Fig. 2. DLSμR captures actin-dependent matrix dynamics and cell-mediated remodeling of viscoelasticity.

(A) Schematic of the contributions to particle motion from thermal and active fluctuations. (B) Confocal microscopy of HMFs cultured in col/rBM for 6 days before and after depolymerization of the F-actin cytoskeleton with latrunculin A (LatA). F-actin fibers (green false color) were stained with TRITC-phalloidin. Nuclei (magenta false color) were counterstained with DAPI. Scale bar, 50 μm. (C) Power-law scaling of the MSD, α, before and after latrunculin A treatment. Shading designates regimes where α is independent (gray) or dependent (white) on F-actin polymerization. (D) Particle MSD. Shaded regions denote regimes governed by either thermal fluctuations (gray) or a superposition of thermal and active fluctuations (white). (E) Shear modulus, G*, of the ECM as a function of angular frequency ω at indicated culture time points.

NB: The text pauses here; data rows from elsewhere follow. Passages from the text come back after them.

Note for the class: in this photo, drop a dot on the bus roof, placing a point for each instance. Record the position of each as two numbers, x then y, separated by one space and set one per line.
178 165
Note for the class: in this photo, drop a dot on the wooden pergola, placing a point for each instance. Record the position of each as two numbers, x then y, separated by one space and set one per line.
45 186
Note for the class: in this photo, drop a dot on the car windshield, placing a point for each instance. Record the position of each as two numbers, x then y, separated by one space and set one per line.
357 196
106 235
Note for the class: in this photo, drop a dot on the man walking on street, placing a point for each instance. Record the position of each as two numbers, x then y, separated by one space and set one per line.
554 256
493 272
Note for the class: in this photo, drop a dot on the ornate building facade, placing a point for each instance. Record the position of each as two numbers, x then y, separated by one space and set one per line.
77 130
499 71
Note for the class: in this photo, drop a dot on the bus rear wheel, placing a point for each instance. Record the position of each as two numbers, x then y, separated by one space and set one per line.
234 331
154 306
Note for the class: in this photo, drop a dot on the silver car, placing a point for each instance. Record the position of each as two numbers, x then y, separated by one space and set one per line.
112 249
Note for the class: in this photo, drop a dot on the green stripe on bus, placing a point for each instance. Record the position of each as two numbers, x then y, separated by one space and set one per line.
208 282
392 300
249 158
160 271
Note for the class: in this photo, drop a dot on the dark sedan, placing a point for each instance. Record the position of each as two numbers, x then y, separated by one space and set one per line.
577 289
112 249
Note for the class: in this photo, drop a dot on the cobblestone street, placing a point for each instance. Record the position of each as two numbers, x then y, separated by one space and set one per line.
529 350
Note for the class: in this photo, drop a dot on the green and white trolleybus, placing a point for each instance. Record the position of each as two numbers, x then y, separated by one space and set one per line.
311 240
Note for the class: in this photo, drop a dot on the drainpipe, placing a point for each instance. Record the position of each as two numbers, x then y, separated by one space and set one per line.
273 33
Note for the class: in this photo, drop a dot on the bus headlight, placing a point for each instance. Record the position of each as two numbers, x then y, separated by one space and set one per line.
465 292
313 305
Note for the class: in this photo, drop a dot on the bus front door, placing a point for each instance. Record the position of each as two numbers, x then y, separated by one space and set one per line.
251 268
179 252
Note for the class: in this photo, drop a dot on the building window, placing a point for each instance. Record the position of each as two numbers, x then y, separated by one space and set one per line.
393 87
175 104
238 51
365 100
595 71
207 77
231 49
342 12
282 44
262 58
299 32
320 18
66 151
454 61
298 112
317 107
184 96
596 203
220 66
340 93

Solid and dashed lines denote the storage modulus G^′ and loss modulus G^″, respectively. (F) Force fluctuations at different frequencies ω on day 6. The shaded region designates where thermal forces dominate over active forces. The dashed black line shows the high-frequency scaling of step-like motor forces, 〈∣f(ω)∣²〉 ∼ ω⁻². Curves represent the arithmetic (C, E, and F) mean or geometric (D) mean among biological replicates (n = 7). Error bands represent 68% confidence intervals of the mean.